When using an external jar by giving the absolute path to it in the
Class-Path header, the working directory for the classes in the
external jar is still the one for the jar package, is this correct?
The working directory is controlled by the host operating system and is
not affected by the classpath. Generally, it will be the working
directory that was in effect when you launched the JVM.
I have a java application which needs some external jar-files
(openoffice). These external jar files do one tricky thing: they looks
for some native libraries relative to their own location.
The external jar-files are found and the classes are loaded, BUT when
they try to locate the native libraries they fail! It seems that they
can't create an absolute path the the library.
Is this behavior correct?
The OpenOffice.org code is determining the location of the native
libraries on its own, and it sounds like that is where the problem is.
Whether or not it is the *correct* behavior really on the design
specifications and documentation for OpenOffice.

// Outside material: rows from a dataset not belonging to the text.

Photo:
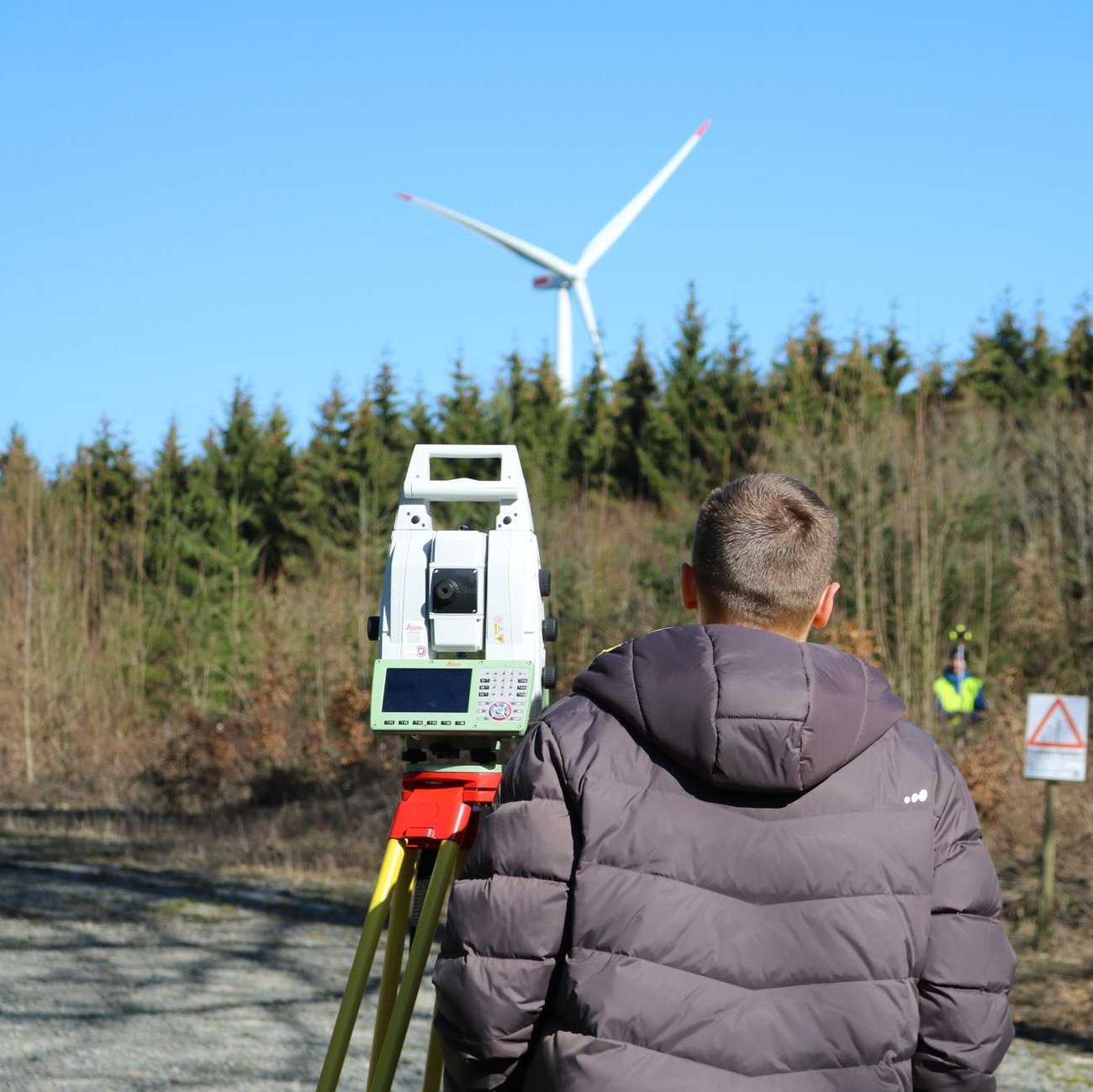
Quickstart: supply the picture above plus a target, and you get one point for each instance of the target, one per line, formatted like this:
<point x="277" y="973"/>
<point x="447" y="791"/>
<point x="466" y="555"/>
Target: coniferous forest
<point x="196" y="630"/>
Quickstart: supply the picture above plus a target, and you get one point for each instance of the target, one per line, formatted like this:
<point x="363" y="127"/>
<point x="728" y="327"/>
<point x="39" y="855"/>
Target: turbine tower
<point x="567" y="277"/>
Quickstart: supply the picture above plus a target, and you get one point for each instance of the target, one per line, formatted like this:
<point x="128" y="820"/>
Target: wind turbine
<point x="569" y="277"/>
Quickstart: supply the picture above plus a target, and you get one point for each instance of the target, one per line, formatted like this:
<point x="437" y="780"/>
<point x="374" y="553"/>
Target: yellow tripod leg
<point x="389" y="871"/>
<point x="392" y="1047"/>
<point x="393" y="953"/>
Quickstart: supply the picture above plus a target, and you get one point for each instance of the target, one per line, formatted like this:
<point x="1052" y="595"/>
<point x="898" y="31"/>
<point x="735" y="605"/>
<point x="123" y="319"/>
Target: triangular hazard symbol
<point x="1057" y="728"/>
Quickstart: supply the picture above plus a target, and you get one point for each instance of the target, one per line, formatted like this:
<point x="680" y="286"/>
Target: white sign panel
<point x="1057" y="737"/>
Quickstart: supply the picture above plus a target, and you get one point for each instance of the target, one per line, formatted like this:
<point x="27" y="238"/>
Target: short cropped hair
<point x="764" y="551"/>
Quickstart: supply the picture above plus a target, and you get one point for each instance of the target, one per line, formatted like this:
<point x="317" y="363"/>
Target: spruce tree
<point x="327" y="488"/>
<point x="738" y="399"/>
<point x="274" y="496"/>
<point x="1004" y="370"/>
<point x="1078" y="360"/>
<point x="634" y="406"/>
<point x="689" y="437"/>
<point x="590" y="439"/>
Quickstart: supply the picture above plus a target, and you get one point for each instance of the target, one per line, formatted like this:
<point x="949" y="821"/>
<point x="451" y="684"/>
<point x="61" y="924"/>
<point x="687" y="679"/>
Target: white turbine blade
<point x="585" y="301"/>
<point x="529" y="251"/>
<point x="610" y="232"/>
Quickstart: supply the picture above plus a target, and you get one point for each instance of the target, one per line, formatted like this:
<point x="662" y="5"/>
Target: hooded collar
<point x="744" y="709"/>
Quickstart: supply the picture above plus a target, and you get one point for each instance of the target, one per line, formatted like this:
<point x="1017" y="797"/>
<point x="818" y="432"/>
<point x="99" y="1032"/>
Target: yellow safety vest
<point x="954" y="702"/>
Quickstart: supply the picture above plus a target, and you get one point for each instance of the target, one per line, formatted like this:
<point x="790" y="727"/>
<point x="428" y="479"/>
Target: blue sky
<point x="197" y="193"/>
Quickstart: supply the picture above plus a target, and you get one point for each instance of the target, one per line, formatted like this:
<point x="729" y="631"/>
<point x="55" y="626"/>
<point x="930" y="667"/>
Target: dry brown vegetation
<point x="236" y="688"/>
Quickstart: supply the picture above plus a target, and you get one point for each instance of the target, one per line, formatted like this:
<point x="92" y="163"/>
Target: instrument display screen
<point x="423" y="690"/>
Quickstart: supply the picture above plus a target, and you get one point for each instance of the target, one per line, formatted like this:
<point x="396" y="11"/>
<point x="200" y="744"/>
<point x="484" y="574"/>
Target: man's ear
<point x="826" y="606"/>
<point x="689" y="587"/>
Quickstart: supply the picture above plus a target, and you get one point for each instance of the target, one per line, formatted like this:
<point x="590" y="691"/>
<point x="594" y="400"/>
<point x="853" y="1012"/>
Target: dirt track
<point x="116" y="979"/>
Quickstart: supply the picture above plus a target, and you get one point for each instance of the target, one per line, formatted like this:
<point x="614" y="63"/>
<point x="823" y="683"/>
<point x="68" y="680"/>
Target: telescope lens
<point x="455" y="590"/>
<point x="445" y="592"/>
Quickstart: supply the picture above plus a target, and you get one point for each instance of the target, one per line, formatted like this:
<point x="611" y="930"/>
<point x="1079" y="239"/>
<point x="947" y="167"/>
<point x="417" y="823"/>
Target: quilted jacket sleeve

In any case, it looks like the algorithm used in OpenOffice to find the
native libraries is lacking. My guess is that it is using the classpath
(either the "java.class.path" System property or the URL list from the
AppClassLoader) to determine the directories to look in. However, paths
listed in the JAR manifest "Class-Path" attribute would not be included
in either.
I think a better approach for OpenOffice to use would be to get the path
from one of the classes in the OpenOffice JAR file. This can be done with
the following expression:
XXX.class.getProtectionDomain().getCodeSource().getLocation();
The above methods can return null, so the code would need to check the
return values before referencing them, but that is pretty much what would
be needed.
Depending on how the OpenOffice code is written, it may also be using the
default mechanism for locating libraries, System.loadLibrary(). If that
is the case, then the default search path would be the value of the System
property "java.library.path". You might try setting this to point to the
directory that contains the native libraries. Note that you cannot do
this programmatically, since the value will be processed by the JVM setup
code. You need to specify this on the Java launcher command line.